Kamasi Washington’s new video celebrates Pan-African ideology

It's by the London-based director of 'APESHIT', Jenn Nkiru

Kamasi Washington’s ‘Hub-Tones’ has just gained a stunning video directed by Jenn Nkiru – the brains behind Beyoncé and Jay Z’s hugely-acclaimed ‘APESHIT’ visuals.

The track, taken from Washington’s second album released back in June, is a jubilant interpretation of a track by jazz trumpeter Freddie Hubbard.

Of the video, the London-based director said: “With the visual for ‘Hub-Tones’, I wanted to invoke the immediate ecstatic connection it gave me: There’s a traditional ceremony called Oboni in the Ikwerre tribe, my parents’ tribe – the tribe of my heritage. The idea is through repetition, instrumentation and movement, to channel spirit, going deeper and deeper with the changing of each tone within the music till it becomes hypnotic and transcendent.

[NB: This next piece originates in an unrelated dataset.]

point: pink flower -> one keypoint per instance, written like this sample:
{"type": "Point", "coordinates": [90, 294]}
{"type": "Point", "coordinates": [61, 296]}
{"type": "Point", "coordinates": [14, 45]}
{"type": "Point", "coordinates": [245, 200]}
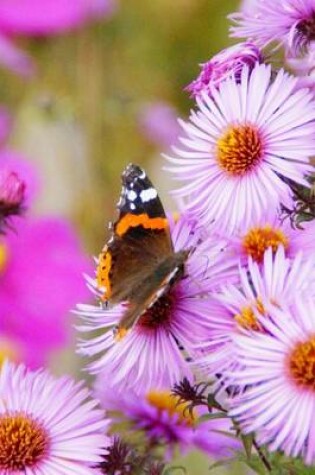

I felt this level of immediate connection to ‘Hub-Tones’ plus with this being a Freddie Hubbard cover and him being the king of tones in jazz it all felt so symbiotic and fated. I then went about giving the women featured the choreography, movement and codes to take us deeper into that spirit-space.

“I was also thinking about what an abstract Pan-African connection could feel like so I included the Pan-African Flag For The Relic Travellers’ Alliance by artist Larry Achiampong, make-up and crystal adornment in the style of Nina Simone and the lighting seen in the courthouse of the hearings of Anita Hill and of course – the call to Nation Time emblazoned on the sashes of each women. There are other hidden gems too but I’ll allow the audience to uncover them.”

“Hub-Tones is me trying to connect my ancestors via music,” Washington says. “As an African-American, a lot of us don’t know the country of our origin, that’s why most of us take on the ideology of Pan-Africanism. I was trying to connect to my ancestors by connecting African rhythms with a Freddie Hubbard tune which gave me that connection in a different way.”

Watch it below.



Kamasi Washington’s ‘Heaven And Earth’ album is out now on Young Turks.